La situation à Léran, dans l'Ariège, provoque une onde de choc au sein du monde rural. L’abattage programmé de 113 bovins d'une exploitation a suscité une vague d'indignation chez les élus locaux. Cette décision, selon eux, frappe durement l'agriculture, une pilier essentiel de la vitalité économique de nos communes.
Dans un communiqué signé par Marie-Cécile Rivière, présidente de l'association des maires ruraux (AMR 09), et Florent Pauly, 1er vice-président, les élus expriment leur désarroi face à ce qu'ils considèrent comme une injustice. Ils soulignent le caractère dramatique de la situation, d'autant plus que la famille de l’exploitation a décidé de se conformer à l'abattage, malgré sa réticence.
Les maires souhaitent des comptes de l'État et exigent rapidement des réponses sur plusieurs points cruciaux : la justification d’un abattage total après vaccination, les limites des aides de 4 500 euros par exploitation, ainsi que la nécessité d’assouplir les règles de commande publique pour intégrer la viande des animaux affectés dans la restauration collective.
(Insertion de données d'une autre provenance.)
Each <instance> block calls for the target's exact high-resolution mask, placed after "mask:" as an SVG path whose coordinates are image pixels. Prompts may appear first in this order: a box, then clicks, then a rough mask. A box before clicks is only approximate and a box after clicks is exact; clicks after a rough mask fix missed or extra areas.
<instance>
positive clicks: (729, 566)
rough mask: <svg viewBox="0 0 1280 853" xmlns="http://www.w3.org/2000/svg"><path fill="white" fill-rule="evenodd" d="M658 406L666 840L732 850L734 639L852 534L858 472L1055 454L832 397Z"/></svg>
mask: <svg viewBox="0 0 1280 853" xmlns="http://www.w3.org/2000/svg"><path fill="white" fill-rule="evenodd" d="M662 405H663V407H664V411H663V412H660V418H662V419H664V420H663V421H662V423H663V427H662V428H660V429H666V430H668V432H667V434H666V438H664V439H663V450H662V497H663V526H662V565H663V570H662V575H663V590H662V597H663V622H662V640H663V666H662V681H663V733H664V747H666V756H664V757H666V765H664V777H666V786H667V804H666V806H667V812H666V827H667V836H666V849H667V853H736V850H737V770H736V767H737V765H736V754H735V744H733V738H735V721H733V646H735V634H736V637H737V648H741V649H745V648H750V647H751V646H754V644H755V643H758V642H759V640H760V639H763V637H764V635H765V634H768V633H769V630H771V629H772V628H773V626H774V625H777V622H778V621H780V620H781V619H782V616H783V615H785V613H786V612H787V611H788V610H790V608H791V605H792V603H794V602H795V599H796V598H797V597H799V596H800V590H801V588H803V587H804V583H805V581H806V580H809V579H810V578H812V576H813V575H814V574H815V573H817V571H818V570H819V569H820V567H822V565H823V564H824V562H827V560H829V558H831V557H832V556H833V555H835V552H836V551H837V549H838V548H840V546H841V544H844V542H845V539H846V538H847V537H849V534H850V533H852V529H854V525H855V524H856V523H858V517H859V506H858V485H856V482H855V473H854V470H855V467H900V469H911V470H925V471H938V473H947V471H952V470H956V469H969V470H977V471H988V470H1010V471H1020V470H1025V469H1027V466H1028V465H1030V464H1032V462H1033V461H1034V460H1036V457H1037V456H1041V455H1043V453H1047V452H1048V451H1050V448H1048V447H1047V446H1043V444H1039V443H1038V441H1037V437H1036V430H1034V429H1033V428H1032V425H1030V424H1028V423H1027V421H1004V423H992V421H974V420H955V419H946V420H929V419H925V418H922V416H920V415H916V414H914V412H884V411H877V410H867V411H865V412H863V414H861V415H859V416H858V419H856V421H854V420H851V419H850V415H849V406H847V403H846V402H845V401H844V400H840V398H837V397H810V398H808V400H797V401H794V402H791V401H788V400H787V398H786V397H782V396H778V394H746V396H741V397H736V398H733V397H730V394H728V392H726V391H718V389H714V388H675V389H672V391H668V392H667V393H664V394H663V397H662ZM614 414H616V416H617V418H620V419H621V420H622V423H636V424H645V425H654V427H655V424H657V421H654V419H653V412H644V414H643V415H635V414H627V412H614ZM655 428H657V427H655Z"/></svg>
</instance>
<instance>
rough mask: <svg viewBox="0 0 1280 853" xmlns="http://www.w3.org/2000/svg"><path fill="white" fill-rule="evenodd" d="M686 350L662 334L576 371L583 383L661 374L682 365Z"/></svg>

Le discours des élus traduit une volonté claire de défendre les intérêts des agriculteurs, qui contribuent à la richesse des territoires.
Selon un rapport de France Bleu, les conséquences économiques de ces mesures sanitaires sont jugées désastreuses par de nombreux professionnels du secteur. L'économiste agricole Paul Dupont a affirmé que cette situation met en lumière « l’incohérence et l’urgence d’une refonte des politiques d’aide ». Les élus insistent sur l’importance d’une écoute attentive de la part des autorités gouvernementales.
« Nous, élus locaux, ne comptons pas lâcher prise », avertissent-ils. Certains ne se battent pas seulement avec des mots; plusieurs envisagent de remettre leurs écharpes tricolores en signe de protestation. Ils appellent à une mobilisation générale ce vendredi 2 janvier 2026 à midi, devant le siège de la Communauté des Communes du Pays de Mirepoix, où le Préfet devrait être présent pour répondre à leurs interpellations.
Leur appel à une « écoute réelle » et à des actions concrètes est désormais plus urgent que jamais. Ce rassemblement pourrait bien poser les bases d'un dialogue nécessaire pour sauver l'agriculture locale et garantir la pérennité des exploitations familiales.